The $ nth $ derivative of a function tells the rate of change of the $ (n-1)th $ derivative of a function, and if $n=1$, we'll get the first derivative of our function.
So consider a function
$y = x^2$
$\implies$ $\frac {d(x^2)}{dx} = 2x$
This means that the slope of the tangent line at any $x$ value of the graph is $2x$.
But what happens when we further differentiate our first derivative?
We have $\frac{d(2x)}{dx} = 2 $
So if we plot $y'(x)$ on the graph, we get to know that the slope of $y'(x)$ at any $x$ value is 2. This means that the graph of $y'(x)$ is a straight line.
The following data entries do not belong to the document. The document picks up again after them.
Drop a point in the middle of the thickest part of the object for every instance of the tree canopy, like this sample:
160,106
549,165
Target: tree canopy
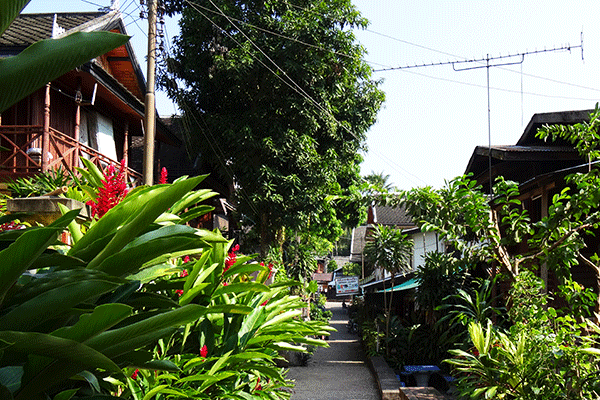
280,99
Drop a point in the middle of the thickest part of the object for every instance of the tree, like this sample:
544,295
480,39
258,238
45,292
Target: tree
46,60
283,99
390,249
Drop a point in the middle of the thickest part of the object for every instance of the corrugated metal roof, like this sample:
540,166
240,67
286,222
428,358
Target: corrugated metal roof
27,29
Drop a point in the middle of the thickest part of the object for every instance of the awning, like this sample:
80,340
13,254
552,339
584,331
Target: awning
409,284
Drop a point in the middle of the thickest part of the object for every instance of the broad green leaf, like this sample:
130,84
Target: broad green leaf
151,210
159,365
133,257
282,317
72,357
73,226
21,254
192,198
9,10
46,60
53,303
10,378
65,395
89,325
136,335
242,288
244,269
195,213
154,391
154,272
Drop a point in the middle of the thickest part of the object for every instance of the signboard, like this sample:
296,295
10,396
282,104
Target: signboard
346,285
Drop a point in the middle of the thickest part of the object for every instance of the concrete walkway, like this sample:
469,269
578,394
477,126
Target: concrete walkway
338,372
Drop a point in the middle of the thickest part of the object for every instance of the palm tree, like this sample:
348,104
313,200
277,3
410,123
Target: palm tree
390,249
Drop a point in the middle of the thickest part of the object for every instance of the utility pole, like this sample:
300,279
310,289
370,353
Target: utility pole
150,103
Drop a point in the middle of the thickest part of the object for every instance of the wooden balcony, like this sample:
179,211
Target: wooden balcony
23,150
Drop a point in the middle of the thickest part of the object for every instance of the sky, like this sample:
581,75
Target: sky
434,116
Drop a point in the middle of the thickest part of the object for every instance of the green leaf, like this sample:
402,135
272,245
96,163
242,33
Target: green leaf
53,303
89,325
46,60
21,254
131,337
10,378
72,356
65,395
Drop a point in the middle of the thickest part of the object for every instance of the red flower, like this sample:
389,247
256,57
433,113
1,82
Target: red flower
163,176
231,257
112,190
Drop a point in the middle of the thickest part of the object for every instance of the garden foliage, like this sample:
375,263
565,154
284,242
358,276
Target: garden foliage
119,314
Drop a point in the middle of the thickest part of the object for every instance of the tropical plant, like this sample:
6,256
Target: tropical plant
74,321
46,60
40,184
544,355
391,250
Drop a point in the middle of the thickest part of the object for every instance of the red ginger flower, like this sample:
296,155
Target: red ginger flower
113,189
163,176
231,257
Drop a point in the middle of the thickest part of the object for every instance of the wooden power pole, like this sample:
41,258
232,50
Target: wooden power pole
150,101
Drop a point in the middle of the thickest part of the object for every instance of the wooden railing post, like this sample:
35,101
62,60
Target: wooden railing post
46,133
76,133
126,150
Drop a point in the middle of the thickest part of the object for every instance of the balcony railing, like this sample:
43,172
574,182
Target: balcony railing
22,154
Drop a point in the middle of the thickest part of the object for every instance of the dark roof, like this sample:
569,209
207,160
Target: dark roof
552,118
322,277
358,243
391,216
27,29
531,156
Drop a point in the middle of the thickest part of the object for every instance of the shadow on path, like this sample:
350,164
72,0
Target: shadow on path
338,372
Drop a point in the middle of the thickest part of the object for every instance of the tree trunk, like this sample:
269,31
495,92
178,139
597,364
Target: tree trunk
387,321
264,233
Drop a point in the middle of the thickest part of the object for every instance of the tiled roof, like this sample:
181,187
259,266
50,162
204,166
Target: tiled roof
322,277
27,29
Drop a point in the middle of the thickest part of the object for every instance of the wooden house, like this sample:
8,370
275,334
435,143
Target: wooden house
94,111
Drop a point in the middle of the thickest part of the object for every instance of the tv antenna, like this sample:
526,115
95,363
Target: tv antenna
499,61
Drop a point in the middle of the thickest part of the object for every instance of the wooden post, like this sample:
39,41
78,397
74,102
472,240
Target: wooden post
46,133
150,108
76,133
544,213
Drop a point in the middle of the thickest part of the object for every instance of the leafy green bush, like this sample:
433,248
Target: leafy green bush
544,355
77,323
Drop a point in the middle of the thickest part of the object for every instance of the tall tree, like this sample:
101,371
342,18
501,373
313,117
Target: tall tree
282,99
390,249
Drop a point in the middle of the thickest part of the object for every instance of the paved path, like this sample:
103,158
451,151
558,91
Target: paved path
338,372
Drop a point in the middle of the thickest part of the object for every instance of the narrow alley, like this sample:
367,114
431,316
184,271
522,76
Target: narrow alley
338,372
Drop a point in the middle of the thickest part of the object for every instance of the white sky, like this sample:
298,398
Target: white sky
434,117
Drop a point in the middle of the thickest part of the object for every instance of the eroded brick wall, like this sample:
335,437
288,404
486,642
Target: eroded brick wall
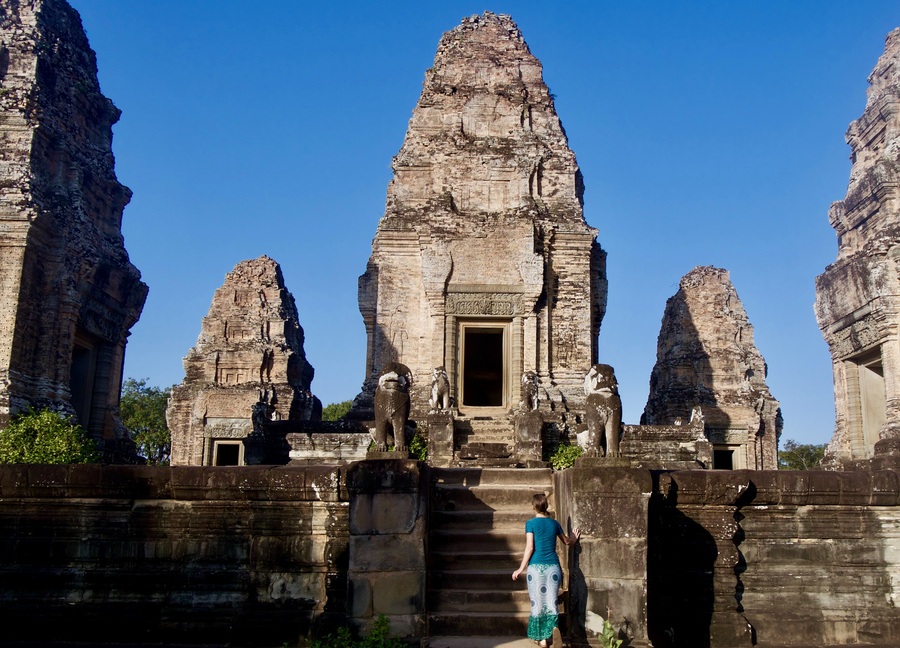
775,558
208,555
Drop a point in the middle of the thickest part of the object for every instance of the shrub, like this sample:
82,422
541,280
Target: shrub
801,456
563,455
336,411
45,437
378,636
418,447
143,411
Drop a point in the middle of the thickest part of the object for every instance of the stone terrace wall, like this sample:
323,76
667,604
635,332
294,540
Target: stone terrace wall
775,558
208,555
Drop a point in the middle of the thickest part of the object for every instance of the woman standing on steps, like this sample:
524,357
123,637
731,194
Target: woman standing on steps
544,574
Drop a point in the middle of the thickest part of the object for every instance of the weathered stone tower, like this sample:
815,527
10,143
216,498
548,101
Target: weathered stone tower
858,296
68,293
706,356
483,262
250,351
So my question is :
Is it true that every differentiable function's last derivative expression, when plotted, will be a straight line?
Or in other words, can every differentiable function be differentiated till we get a constant?
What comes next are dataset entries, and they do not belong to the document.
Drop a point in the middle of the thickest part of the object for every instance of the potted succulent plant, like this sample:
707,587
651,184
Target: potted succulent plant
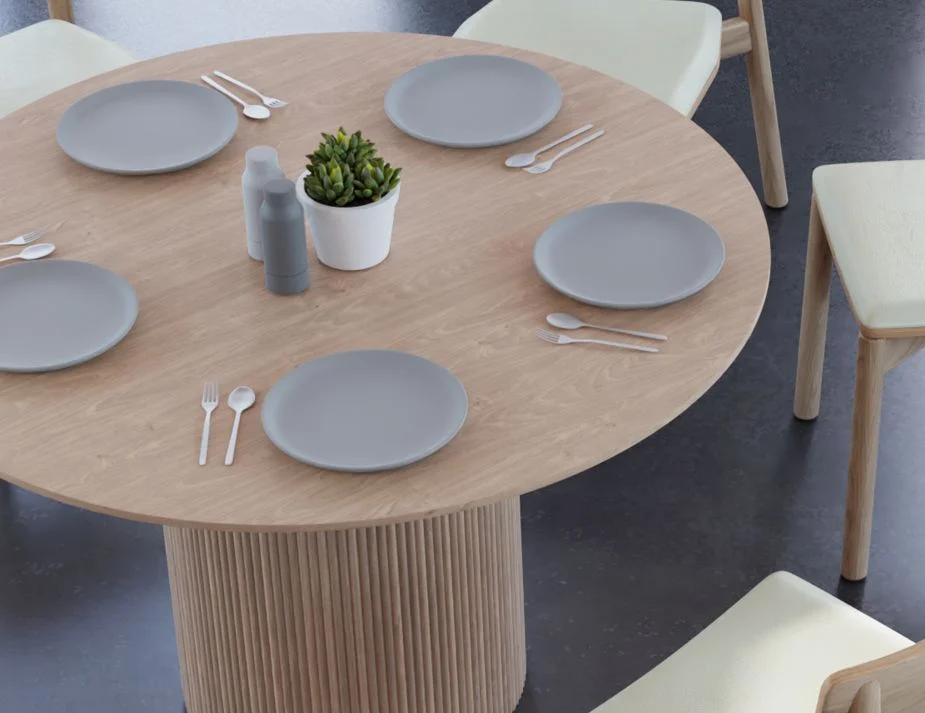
349,193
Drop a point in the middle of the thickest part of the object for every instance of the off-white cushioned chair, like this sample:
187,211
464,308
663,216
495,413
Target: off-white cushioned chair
869,217
48,56
668,48
785,647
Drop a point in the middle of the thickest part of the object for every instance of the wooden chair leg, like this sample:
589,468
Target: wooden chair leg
764,106
60,10
814,321
867,699
873,363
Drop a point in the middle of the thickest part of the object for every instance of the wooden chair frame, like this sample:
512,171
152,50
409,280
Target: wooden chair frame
892,684
747,35
879,351
60,10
EDIT : Every differentiable function can be differentiated infinitely many times, and the derivative of $0$ is $0$. I thought that $0$ couldn't be differentiated further.
Consider $f(x) = e^x$. Every derivative of $f$ is also $e^x$, so it will never become constant. In fact, almost all functions have the property that no amount of differentiating will produce a constant.
It is true, however, that for any polynomial $g(x)$ of degree $n$, the $n$th derivative of $g$ is constant (and so the $n+1$-st derivative is the zero function).